Before we continue let’s call the points in the bitmap the input points for our transformation, and the points of the drawn and filled triangle the output points. We could call them Pn and Pn’, but I feel in1.x and out1.x are easier to distinguish than P1.x and P1’.x.
(mapping a complete bitmap, with the in points at the corner of the bitmap to arbitrary outpoints)
So although we only need to map rectangles (or rather right angled triangles) within the bitmap to arbitrary triangles, let us take a detour in which we map an arbitrary triangle from the source bitmap to an arbitrary drawn triangle filled with this bitmap data. In other words let us examine transforming one triangle into another triangle and derive more general cases from there.

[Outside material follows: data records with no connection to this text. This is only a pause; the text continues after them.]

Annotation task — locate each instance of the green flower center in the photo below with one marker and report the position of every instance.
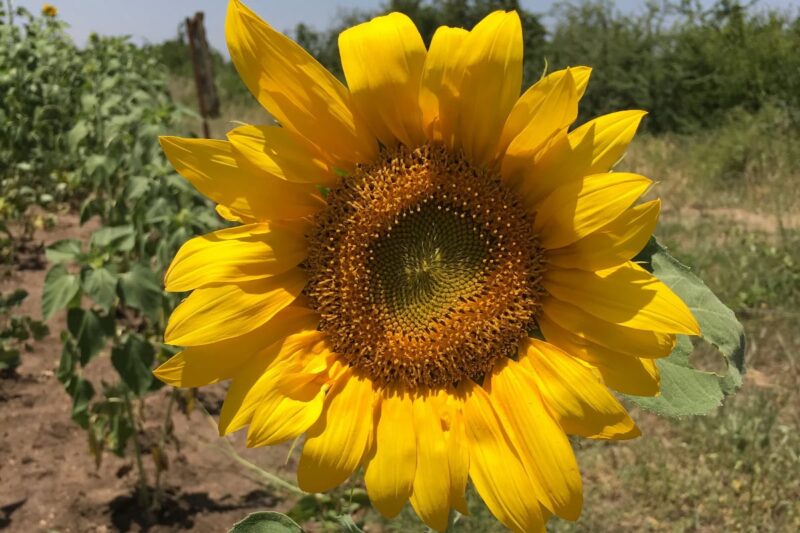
(424, 269)
(425, 264)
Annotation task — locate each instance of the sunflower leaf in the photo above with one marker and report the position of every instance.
(266, 522)
(686, 390)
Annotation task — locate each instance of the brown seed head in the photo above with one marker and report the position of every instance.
(424, 269)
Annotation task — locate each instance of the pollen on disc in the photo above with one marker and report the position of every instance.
(425, 270)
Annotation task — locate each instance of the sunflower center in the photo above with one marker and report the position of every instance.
(424, 269)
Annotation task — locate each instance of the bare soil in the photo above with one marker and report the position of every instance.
(48, 477)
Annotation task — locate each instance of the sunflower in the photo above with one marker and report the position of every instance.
(49, 10)
(431, 275)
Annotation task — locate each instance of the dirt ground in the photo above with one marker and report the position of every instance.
(48, 478)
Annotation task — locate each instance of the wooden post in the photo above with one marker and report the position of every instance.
(207, 96)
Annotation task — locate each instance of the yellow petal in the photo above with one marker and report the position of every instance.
(609, 137)
(197, 366)
(495, 468)
(440, 86)
(557, 111)
(282, 154)
(390, 470)
(222, 174)
(233, 255)
(540, 442)
(382, 60)
(590, 149)
(585, 205)
(264, 373)
(457, 449)
(627, 295)
(621, 372)
(298, 91)
(614, 243)
(492, 66)
(226, 311)
(574, 395)
(527, 108)
(337, 442)
(431, 495)
(634, 342)
(232, 216)
(279, 416)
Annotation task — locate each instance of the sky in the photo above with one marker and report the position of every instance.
(153, 21)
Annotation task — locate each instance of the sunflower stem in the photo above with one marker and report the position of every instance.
(451, 520)
(162, 443)
(144, 496)
(230, 451)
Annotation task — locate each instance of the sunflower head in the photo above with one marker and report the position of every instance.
(459, 299)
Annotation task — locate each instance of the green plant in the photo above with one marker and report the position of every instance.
(16, 331)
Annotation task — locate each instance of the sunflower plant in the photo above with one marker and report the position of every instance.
(430, 277)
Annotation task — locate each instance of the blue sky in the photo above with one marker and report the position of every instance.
(156, 20)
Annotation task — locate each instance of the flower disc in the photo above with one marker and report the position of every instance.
(425, 270)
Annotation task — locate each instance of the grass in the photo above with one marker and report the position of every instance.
(738, 469)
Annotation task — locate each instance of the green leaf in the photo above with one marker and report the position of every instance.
(90, 332)
(63, 251)
(77, 134)
(266, 522)
(141, 290)
(60, 287)
(347, 525)
(133, 360)
(100, 284)
(117, 238)
(137, 187)
(684, 389)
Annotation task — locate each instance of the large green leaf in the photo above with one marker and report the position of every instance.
(90, 332)
(133, 360)
(60, 287)
(141, 290)
(64, 251)
(266, 522)
(100, 284)
(686, 390)
(118, 238)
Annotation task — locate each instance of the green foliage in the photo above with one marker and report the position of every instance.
(84, 127)
(688, 66)
(266, 522)
(40, 88)
(684, 389)
(16, 331)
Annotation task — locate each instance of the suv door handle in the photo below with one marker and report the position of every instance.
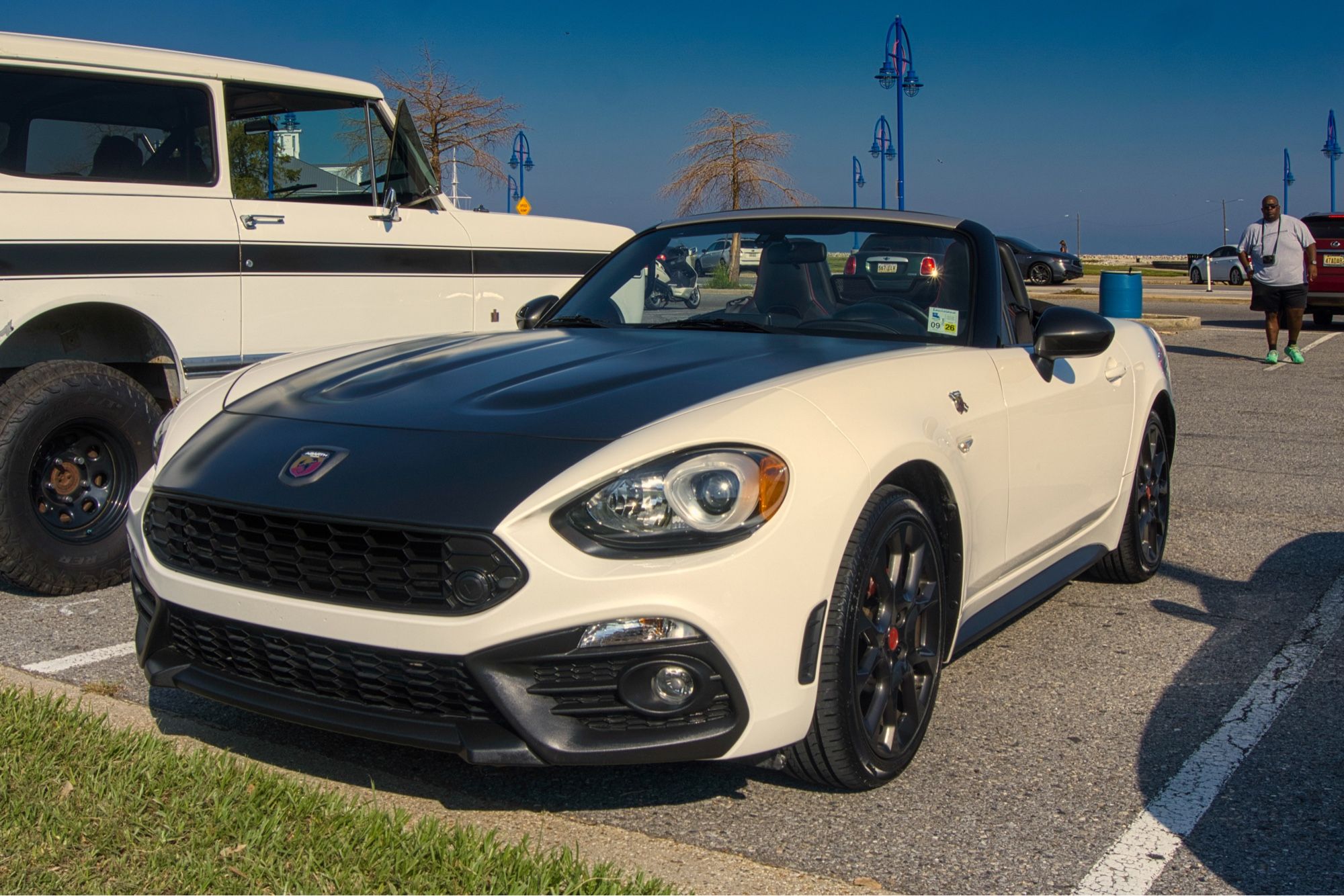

Although a bit more work, it provides us with a more powerful tool if we ever want to perform more complex texture mapping, so why not do it right away.
Arbitrary triangle mapping
(mapping an arbitrary triangle from a bitmap to an arbitrary triangle fill)
More precisely, given:
in1(x,y) => (a*in1.x + c*in1.y + tx, b*in1.x + d*in1.y + ty) => out1(x,y)
in2(x,y) => (a*in2.x + c*in2.y + tx, b*in2.x + d*in2.y + ty) => out2(x,y)
in3(x,y) => (a*in3.x + c*in3.y + tx, b*in3.x + d*in3.y + ty) => out3(x,y)
what are the values of a,b,c,d,tx and ty?
Let’s put this in a slightly different form yet again:
a*in1.x + c*in1.y + tx = out1.x
b*in1.x + d*in1.y + ty = out1.y
a*in2.x + c*in2.y + tx = out2.x
b*in2.x + d*in2.y + ty = out2.y
a*in3.x + c*in3.y + tx = out3.x
b*in3.x + d*in3.y + ty = out3.y
So given these equations, if we can solve these for a, b, c, d, tx and ty, we have found the matrix to map the in points to the out points.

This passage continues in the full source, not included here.